Bei dieser Frage geht es um die Bedeutung von § 3 Satz 2 des aktuellen Medienstaatsvertrags, der grundsätzlich alle Medien (Rundfunkveranstalter und Telemedienangebote) umfasst, aber besondere Bedeutung für die öffentlich-rechtlichen Rundfunkanstalten hat.
Diese Bestimmung lautet:
§ 3 Allgemeine Grundsätze
Die Angebote [des Rundfunks] sollen dazu beitragen, die Achtung vor Leben, Freiheit und körperlicher Unversehrtheit, vor Glauben und Meinungen anderer zu stärken und dürfen dem Abbau von Diskriminierungen gegenüber Menschen mit Behinderungen nicht entgegenstehen.
Konkret wurde die Frage aufgeworfen, wie sich insbesondere die angesprochenen Grundrechte auf Leben und Unversehrtheit mit Missständen bei der von den öffentlich-rechtlichen Sendern mitfinanzierten Fußball-WM 2022 in Katar und den Bedingungen für die dortigen Arbeiter vertragen.

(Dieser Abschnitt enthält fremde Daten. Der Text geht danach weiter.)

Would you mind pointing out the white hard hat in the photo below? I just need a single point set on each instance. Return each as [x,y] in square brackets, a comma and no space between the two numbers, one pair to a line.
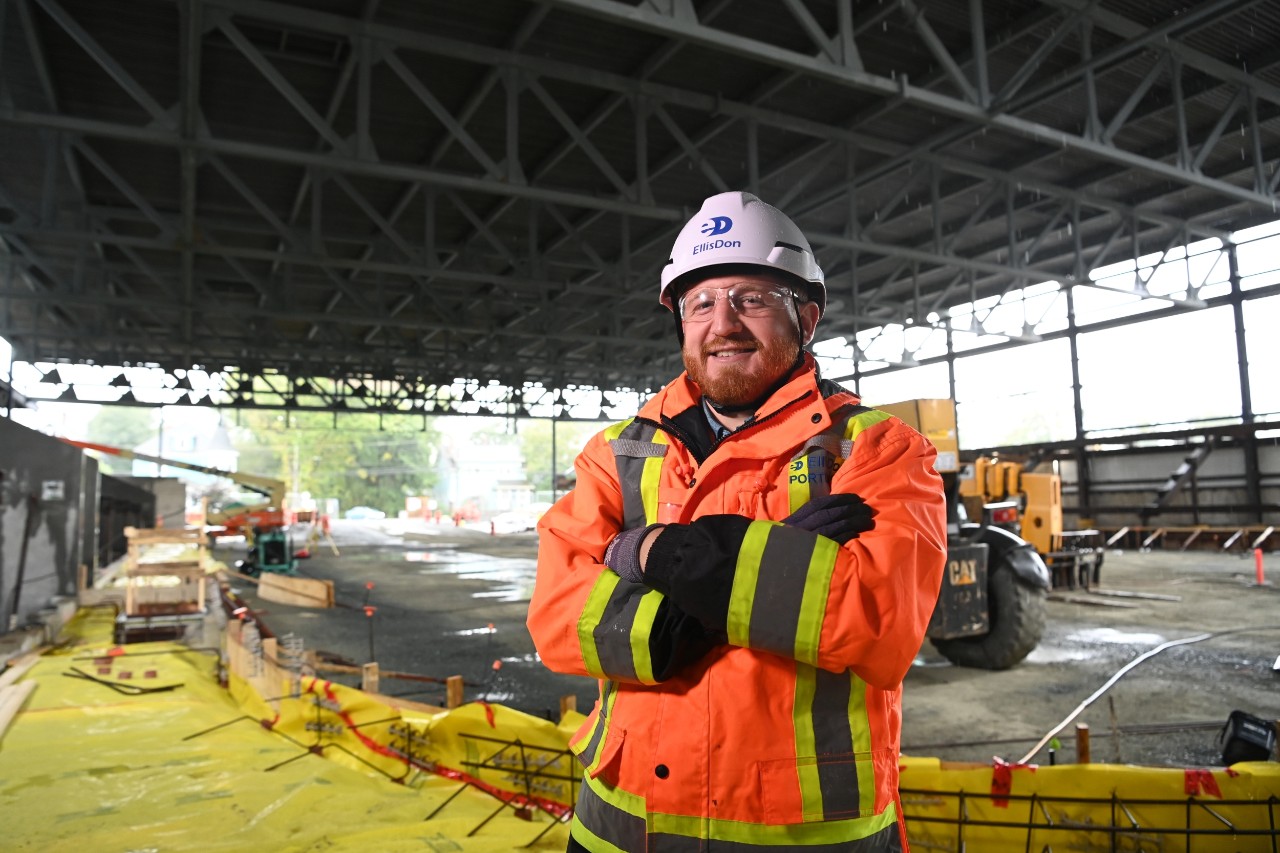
[735,228]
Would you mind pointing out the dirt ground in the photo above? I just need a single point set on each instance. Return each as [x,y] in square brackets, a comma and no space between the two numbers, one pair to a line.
[452,601]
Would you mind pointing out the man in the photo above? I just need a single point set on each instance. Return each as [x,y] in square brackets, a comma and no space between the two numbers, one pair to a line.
[748,566]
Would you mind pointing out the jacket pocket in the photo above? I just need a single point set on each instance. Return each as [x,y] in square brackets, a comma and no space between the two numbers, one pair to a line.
[821,788]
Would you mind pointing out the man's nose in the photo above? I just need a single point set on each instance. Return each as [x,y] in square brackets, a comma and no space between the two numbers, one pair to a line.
[725,316]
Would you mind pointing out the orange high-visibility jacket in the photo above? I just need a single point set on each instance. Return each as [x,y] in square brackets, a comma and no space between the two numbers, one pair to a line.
[750,689]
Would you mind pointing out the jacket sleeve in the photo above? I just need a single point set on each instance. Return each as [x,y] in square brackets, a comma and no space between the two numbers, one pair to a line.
[773,587]
[584,619]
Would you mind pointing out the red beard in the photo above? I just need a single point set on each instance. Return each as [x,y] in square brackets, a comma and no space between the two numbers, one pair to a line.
[739,386]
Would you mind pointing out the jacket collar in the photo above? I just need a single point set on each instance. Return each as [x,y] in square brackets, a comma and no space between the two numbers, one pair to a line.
[682,393]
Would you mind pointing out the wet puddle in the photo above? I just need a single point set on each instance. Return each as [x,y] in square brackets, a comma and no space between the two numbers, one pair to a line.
[511,578]
[1087,644]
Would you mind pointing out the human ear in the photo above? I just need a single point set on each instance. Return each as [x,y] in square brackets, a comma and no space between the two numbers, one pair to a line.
[808,315]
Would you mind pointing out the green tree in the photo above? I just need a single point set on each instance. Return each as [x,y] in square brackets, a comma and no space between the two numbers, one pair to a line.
[120,427]
[356,457]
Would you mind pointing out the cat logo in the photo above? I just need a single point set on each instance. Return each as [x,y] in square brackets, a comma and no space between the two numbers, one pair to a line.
[963,571]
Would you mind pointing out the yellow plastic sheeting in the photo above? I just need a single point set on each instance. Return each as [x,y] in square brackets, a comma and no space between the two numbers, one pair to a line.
[83,767]
[1066,807]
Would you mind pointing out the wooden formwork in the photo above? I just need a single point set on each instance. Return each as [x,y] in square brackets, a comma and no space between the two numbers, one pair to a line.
[165,571]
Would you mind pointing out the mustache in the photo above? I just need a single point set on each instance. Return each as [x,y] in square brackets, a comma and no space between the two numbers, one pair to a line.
[736,340]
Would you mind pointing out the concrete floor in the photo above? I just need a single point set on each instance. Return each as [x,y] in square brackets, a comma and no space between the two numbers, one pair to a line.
[451,601]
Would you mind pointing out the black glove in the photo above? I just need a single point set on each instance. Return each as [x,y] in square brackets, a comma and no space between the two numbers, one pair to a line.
[839,516]
[624,553]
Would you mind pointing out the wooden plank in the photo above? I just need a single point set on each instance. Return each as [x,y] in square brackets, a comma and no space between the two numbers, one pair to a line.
[421,707]
[18,667]
[1120,593]
[1084,600]
[298,592]
[12,699]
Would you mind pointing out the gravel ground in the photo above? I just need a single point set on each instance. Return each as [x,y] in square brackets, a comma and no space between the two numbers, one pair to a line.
[438,589]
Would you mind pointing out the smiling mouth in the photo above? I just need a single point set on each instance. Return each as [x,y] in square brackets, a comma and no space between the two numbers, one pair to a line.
[728,350]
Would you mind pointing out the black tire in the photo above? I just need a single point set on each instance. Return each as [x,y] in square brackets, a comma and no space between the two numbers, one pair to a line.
[1016,614]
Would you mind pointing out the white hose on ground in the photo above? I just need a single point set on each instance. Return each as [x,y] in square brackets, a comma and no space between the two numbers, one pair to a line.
[1120,674]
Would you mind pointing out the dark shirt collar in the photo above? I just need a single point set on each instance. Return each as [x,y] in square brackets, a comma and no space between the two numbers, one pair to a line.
[718,429]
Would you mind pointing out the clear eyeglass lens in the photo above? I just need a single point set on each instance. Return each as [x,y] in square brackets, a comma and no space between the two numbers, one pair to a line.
[699,306]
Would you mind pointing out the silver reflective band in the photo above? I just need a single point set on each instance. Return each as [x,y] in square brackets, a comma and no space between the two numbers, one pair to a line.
[748,300]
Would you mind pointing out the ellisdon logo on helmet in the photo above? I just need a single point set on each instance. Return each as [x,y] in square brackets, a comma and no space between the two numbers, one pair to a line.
[717,226]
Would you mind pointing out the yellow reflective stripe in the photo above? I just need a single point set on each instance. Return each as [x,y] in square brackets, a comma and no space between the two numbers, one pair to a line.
[745,575]
[640,629]
[807,742]
[617,798]
[741,831]
[649,480]
[862,730]
[602,728]
[865,420]
[789,835]
[592,615]
[813,602]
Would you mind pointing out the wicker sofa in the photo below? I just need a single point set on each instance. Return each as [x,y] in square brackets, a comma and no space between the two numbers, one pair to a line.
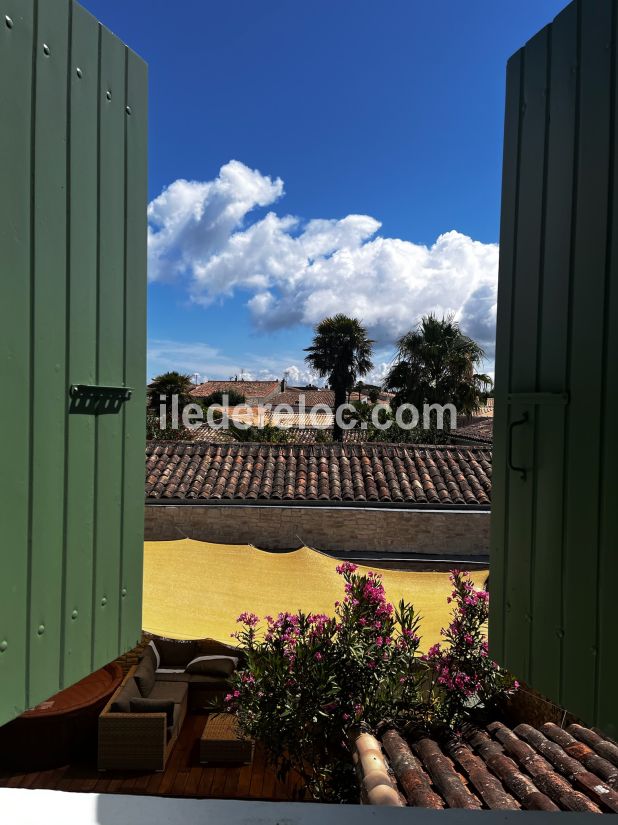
[141,722]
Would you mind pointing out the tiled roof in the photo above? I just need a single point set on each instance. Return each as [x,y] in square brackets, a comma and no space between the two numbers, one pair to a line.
[325,472]
[547,769]
[212,435]
[479,429]
[306,435]
[312,397]
[251,389]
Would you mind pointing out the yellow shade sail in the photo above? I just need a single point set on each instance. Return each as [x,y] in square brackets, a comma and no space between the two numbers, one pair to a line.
[195,589]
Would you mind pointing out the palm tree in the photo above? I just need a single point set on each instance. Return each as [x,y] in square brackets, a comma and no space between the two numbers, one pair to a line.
[435,364]
[341,352]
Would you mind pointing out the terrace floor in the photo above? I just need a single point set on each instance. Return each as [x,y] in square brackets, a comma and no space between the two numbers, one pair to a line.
[182,777]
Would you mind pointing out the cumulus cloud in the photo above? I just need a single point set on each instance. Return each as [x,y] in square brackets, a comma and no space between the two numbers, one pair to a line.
[293,272]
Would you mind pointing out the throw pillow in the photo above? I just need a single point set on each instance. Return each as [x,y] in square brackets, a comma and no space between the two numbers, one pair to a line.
[220,666]
[175,653]
[143,705]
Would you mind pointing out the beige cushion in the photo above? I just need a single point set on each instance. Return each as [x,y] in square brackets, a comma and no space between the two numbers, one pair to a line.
[219,666]
[174,691]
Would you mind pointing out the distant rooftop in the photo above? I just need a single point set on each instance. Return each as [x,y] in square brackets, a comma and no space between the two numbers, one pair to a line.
[251,389]
[353,473]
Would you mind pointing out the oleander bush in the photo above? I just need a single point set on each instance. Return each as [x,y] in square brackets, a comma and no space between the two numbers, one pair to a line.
[311,678]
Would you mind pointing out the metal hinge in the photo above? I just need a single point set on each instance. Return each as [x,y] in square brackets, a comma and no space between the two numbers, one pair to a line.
[97,399]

Grundsätzlich muss man leider sagen: Das ist ein Programmsatz ohne jede Bedeutung. Er soll grobe Vorgaben für die Sender machen. Der einzelne Zuschauer hat aber keinen Anspruch auf dessen Durchsetzung und kann auch seine Beiträge mit dem Verweis darauf nicht verweigern.

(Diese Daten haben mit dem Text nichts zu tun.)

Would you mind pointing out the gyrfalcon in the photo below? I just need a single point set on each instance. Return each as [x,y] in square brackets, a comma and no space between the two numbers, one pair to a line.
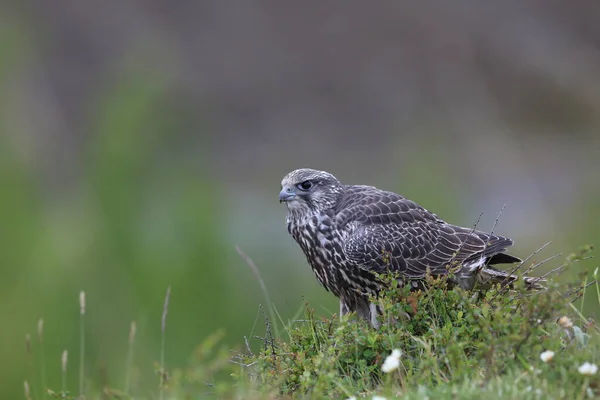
[350,232]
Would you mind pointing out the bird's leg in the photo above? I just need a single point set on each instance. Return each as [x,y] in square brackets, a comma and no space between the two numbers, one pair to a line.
[373,315]
[343,308]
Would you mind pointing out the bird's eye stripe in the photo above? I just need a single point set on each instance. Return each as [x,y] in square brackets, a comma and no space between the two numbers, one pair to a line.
[306,185]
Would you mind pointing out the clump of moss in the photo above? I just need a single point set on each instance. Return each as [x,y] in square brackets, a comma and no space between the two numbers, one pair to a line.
[447,337]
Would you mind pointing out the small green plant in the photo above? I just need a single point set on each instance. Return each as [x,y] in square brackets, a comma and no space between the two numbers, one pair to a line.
[451,342]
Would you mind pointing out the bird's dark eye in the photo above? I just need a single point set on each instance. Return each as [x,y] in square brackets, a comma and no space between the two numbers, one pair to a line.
[306,185]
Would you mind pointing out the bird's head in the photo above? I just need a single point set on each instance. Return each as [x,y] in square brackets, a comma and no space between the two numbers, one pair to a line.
[305,190]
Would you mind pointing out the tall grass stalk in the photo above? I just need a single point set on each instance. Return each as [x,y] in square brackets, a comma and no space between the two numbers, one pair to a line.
[30,362]
[263,287]
[163,326]
[43,385]
[27,390]
[81,344]
[129,363]
[64,359]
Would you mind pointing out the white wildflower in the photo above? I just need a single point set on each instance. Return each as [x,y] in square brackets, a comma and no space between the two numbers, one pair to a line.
[565,322]
[547,355]
[588,369]
[392,362]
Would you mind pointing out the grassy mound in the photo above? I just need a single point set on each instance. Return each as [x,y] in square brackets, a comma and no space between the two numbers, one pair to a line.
[453,344]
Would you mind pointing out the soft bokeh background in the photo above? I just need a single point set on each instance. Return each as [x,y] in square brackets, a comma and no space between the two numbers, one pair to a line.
[141,141]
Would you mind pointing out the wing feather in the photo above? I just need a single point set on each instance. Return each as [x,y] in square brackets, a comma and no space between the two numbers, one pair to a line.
[390,232]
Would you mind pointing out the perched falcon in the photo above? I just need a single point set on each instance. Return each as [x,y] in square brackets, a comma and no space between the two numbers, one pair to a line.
[348,232]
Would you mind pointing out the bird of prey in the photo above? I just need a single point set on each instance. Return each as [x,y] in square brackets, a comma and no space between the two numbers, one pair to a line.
[350,232]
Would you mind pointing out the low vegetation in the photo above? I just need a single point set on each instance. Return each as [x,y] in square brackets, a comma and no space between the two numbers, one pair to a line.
[505,343]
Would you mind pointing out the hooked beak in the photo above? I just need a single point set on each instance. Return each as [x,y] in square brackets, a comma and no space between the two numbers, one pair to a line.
[286,194]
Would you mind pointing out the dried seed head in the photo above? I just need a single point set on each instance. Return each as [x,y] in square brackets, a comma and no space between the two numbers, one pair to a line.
[132,330]
[28,343]
[27,390]
[163,323]
[41,330]
[64,360]
[82,302]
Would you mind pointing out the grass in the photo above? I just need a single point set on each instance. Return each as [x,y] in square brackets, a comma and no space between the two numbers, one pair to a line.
[452,344]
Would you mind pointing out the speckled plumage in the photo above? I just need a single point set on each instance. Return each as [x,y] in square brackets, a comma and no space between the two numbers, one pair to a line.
[347,232]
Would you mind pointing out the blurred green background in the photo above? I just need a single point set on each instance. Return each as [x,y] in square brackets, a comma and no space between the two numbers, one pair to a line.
[141,142]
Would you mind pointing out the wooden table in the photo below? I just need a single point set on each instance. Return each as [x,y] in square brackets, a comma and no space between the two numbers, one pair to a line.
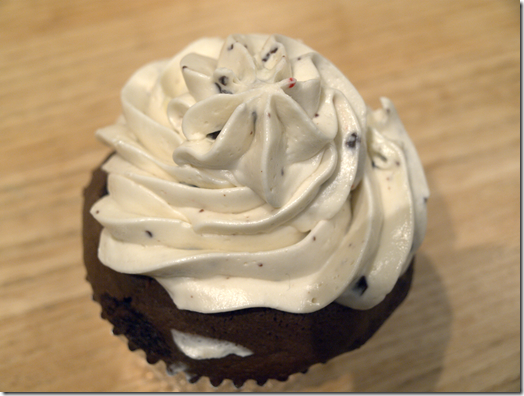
[452,69]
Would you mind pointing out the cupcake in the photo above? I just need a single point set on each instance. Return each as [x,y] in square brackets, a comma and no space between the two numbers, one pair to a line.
[256,217]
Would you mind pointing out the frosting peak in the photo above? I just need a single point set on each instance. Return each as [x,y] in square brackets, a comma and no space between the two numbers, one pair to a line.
[249,172]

Sezieren wir den Wortlaut dieses Satzes trotzdem näher:
- Zunächst ist es nur ein Soll-Vorschrift. Der Rundfunk soll, er muss aber nicht. Dieses Argument dürfte relativ schwach sein, da ein Sollen rechtlich schon einiges wert ist. Es leitet die Entscheidung dahingehend, was nun gemacht wird und was nicht. Im Endeffekt bedeutet es, dass die Sender diesen Aspekt nicht völlig aus dem Auge verlieren dürfen. Aber er hat auch keine so hohe Bedeutung, dass er permanent zentrales Element der Programmgestaltung sein müsste.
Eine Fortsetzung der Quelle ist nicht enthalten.